Now for the costs. The National Safety Council does a good job of getting these costs to safety professionals. Such a good job in fact, that they inspired the sub-title. They put it in books and pamphlets. They mail the stuff to you. They send email. They’ve even put it into PowerPoint format so it would be easy for someone to make a presentation. In other words, they’re doing their part to make it harder to “ignore the elephant in the living room…” So, how much does the elephant cost?
According to the National Safety Council, the average cost per American is $2,000 per year, or $5,100 per household. Multiply that by 300,000,000 people and it’s six hundred billion a year. However, not all of those costs are borne by the company. Again, the NSC has made it very simple. They calculate the direct costs of off-the-job injuries to be $750 per employee, per year. So, calculating the cost to your company is easy. For a company with 10,000 employees, that’s $7,500,000 per year. However, most companies also cover the costs of the injuries to the dependants of the company. At $5,100 per family, things really start to add up. Granted, not every one of your employees has dependants, so a conservative estimate of double the direct costs (2 x $750) or $1,500 per employee, now means $15,120,000—just to pay for the direct costs.

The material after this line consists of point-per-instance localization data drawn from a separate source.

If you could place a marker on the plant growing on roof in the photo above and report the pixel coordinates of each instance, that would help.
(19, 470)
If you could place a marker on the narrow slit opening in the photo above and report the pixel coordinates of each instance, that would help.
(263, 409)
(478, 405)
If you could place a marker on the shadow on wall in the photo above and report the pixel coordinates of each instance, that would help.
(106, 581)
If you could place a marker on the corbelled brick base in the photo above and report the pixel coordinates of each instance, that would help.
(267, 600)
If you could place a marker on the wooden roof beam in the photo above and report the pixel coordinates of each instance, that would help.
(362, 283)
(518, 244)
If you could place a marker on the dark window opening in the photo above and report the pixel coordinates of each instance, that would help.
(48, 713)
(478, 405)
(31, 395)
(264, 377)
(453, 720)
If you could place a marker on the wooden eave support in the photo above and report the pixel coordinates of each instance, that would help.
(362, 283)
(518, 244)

Now, it’s common knowledge that indirect costs are equal to or greater than the direct costs for workplace injuries, but what about off-the-job injuries? How long would you stay away from work if you broke your leg—especially when nobody is calling you to see when you can come back like they would if it was a lost-time accident at work? How many days would you have to stay home with a child who broke a leg? What about the people who get hurt seriously and can’t come back for months or maybe not ever?
Consider the case of a western area salesman/territory manager for a printing inks company. He fell off of a six-foot ladder painting the window shutters on his house. He blew a few disks in his lower back and was off work for six months. His company was just getting by—as opposed to being in the red—but without those western sales… it slipped into bankruptcy.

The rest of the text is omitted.